Whole-cell lysates were prepared by direct lysis in SDS loading buffer. All samples for immunoblotting were denatured at 95°C for 10 min. For immunoblot analysis, denatured cell lysates were separated by 10% SDS-PAGE and transferred to a polyvinylidene fluoride membrane (EMD Millipore) for probing with specific primary antibodies and HRP-conjugated secondary antibodies. SuperSignal West Pico Chemiluminescent Substrate (34580; Thermo Fisher Scientific) was used for detection. Relative density of blotting bands was quantified using ImageJ (version 1.52a). Antibodies for probing proteins of interest were as follows: anti-GAPDH mouse mAb (BE0023; Bioeasy [Beijing] Technology Co.), anti–β-actin mouse mAb (AC026; Abclonal), anti-phospho-Stat5 (Tyr694) rabbit mAb (9314S; Cell Signaling Technology), anti-Stat5 antibody (9363S; Cell Signaling Technology), anti–c-Maf antibody (sc-518062; Santa Cruz Biotechnology), goat anti-rabbit IgG (H&L)–HRP conjugated (BE0101; Bioeasy [Beijing] Technology Co.), goat anti-mouse IgG (H&L)–HRP conjugated (BE0102; Bioeasy [Beijing] Technology Co.).

The concentrations of IL-7 in culture media were measured by ELISA. The culture media were collected after centrifugation for cell pelleting, and the levels of IL-7 were quantified by using the Human IL-7 Quantikine HS ELISA Kit (HS750; R&D Systems) according to the manufacturer’s instructions.

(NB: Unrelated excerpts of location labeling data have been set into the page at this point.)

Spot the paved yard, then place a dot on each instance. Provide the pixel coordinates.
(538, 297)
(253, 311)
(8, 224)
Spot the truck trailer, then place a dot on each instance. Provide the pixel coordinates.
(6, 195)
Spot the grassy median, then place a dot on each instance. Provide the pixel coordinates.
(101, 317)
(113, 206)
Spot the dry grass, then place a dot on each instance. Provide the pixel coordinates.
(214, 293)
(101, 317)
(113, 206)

LS 174T human colon epithelial cells were labeled by CellTrace Violet and were subsequently administered with 200 µM H₂O₂ for 8 h to induce apoptosis. Human monocytes were stimulated with LPS for 6 h before coculturing with apoptotic cells for 1 h. Afterward, cell mixtures were stained with anti-human CD127 antibody (PE-Cyanine5) and anti-human CD14 antibody (APC-Cyanine7), and FACS analyses were performed to identify the CD14⁺ human monocytes with phagocytosed apoptotic cells.

First, CD127^high and CD127^low monocytes were sorted by FACS from human monocytes upon 6-h LPS stimulation. Approximately 10⁶ sorted cells were lysed in 100 µl commercialized Cell and Tissue Lysis Buffer for Nitric Oxide Assay (S3090; Beyotime). Cell lysates were subjected to measurements of NO production by using the Total Nitric Oxide Assay Kit (S0023; Beyotime) according to the manufacturer’s instructions. NO measurements were implemented by nitrate reductase–mediated reduction of nitrate and following colorimetric assay with Griess reagent.

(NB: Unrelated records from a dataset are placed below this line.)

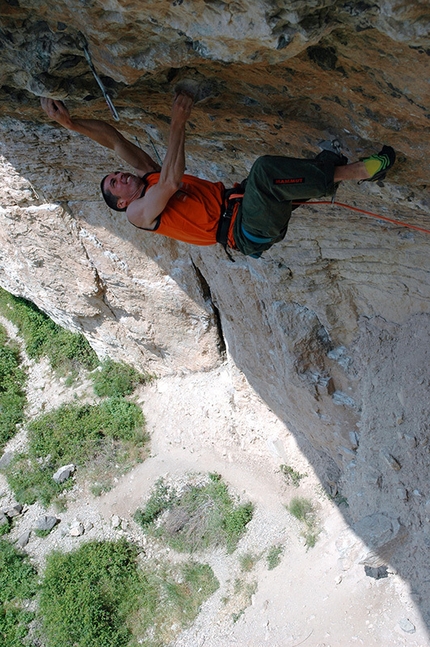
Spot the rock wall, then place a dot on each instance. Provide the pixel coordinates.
(331, 327)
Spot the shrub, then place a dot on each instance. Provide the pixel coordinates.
(12, 384)
(198, 517)
(291, 475)
(116, 379)
(98, 595)
(18, 582)
(99, 436)
(274, 556)
(304, 511)
(65, 350)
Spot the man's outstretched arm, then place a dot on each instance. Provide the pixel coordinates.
(102, 133)
(144, 211)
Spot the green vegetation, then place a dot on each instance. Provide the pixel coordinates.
(5, 527)
(304, 511)
(291, 475)
(67, 351)
(18, 583)
(116, 379)
(106, 439)
(197, 517)
(247, 561)
(273, 556)
(98, 595)
(12, 385)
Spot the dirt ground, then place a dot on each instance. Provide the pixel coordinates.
(213, 422)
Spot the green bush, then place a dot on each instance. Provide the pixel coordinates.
(101, 435)
(196, 518)
(12, 384)
(18, 582)
(291, 475)
(116, 379)
(274, 556)
(87, 595)
(304, 511)
(65, 350)
(99, 596)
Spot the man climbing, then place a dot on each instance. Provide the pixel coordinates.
(250, 218)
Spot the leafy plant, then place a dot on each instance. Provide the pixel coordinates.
(98, 436)
(197, 517)
(304, 511)
(116, 379)
(18, 583)
(66, 351)
(12, 388)
(291, 475)
(274, 556)
(99, 595)
(247, 561)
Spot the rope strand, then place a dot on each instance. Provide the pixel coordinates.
(367, 213)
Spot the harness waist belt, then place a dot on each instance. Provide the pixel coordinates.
(231, 198)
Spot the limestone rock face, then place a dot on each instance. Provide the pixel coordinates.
(331, 326)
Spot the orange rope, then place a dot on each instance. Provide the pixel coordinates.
(368, 213)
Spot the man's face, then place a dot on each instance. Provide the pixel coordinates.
(124, 186)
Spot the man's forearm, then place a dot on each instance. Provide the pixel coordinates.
(174, 162)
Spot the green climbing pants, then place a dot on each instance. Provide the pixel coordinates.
(273, 183)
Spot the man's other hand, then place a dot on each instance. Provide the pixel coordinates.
(57, 111)
(182, 106)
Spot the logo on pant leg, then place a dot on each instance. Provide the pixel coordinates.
(289, 180)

Immediately after isolation, primary human monocytes were nucleofected with On-Target Plus SMARTpool siRNA purchased from Dharmacon Inc. specific for IL7R, MAF, or MAP3K3. Nontargeting siRNA from GenePharma was used as a control. Human Monocyte Nucleofector buffer (V4XP-3024; Lonza) and the Lonza 4D-Nucleofector platform were used according to the manufacturer’s instructions with the human monocyte nucleofection program. The nucleofected monocytes were cultured in RPMI 1640 medium (Corning) supplemented with 10% (vol/vol) FBS (Gibco) and human recombinant M-CSF (20 ng/ml; PeproTech) for 48 h before the following experiments.

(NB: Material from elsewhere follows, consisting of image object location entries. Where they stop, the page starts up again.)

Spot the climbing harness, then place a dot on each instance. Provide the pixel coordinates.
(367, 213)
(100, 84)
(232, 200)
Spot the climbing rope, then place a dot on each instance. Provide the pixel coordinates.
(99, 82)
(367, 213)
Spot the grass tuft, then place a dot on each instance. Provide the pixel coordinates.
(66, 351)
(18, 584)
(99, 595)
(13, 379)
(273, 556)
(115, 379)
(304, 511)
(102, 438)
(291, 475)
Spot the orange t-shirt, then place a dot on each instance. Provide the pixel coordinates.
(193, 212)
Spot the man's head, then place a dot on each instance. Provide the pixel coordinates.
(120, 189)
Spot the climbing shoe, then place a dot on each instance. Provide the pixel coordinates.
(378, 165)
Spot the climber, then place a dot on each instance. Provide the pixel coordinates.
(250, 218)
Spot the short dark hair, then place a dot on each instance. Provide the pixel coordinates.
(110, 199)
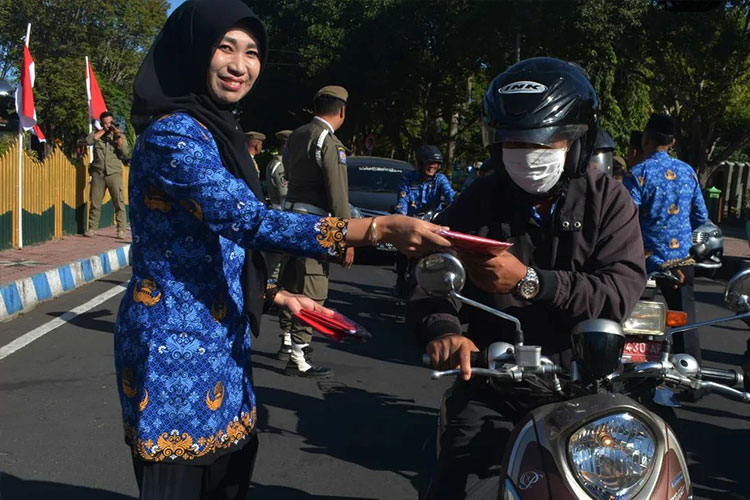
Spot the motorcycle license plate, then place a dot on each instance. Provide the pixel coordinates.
(639, 352)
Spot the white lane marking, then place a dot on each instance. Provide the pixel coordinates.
(29, 337)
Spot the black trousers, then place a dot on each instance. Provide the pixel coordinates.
(226, 478)
(683, 299)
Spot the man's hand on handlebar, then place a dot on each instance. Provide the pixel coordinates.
(452, 352)
(498, 272)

For STAT5 ChIP-seq assays, CD14⁺ selected human monocytes were stimulated with LPS (10 ng/ml) for 6 h. Approximately 30 × 10⁶ stimulated cells were first stained for surface CD127 and then fixed in 1% methanol-free formaldehyde (Thermo Fisher Scientific) for 8 min at room temperature followed by quenching with 125 mM glycine for another 5 min. FACS-based cell sorting implemented the isolation of CD127^high monocytes from fixed cells. Approximately 15 × 10⁶ CD127^high monocytes were used for ChIP. The ChIP assay was performed using the SimpleChIP enzymatic ChIP kit (Cell Signaling Technology) according to the manufacturer’s instructions. The DNA–protein complexes were immunoprecipitated using 10 µl per sample of STAT5 antibody (9363S; Cell Signaling Technology). The immunoprecipitated DNA fragments were extracted with the QIAquick PCR purification kit (Qiagen) and subjected to ChIP-seq library construction with NEBNext Ultra II DNA Library Prep kit (E7103S; New England Biolabs). The constructed DNA library was sent for sequencing on an Illumina HiSeq X Ten platform for an average of 20 million unique reads per sample.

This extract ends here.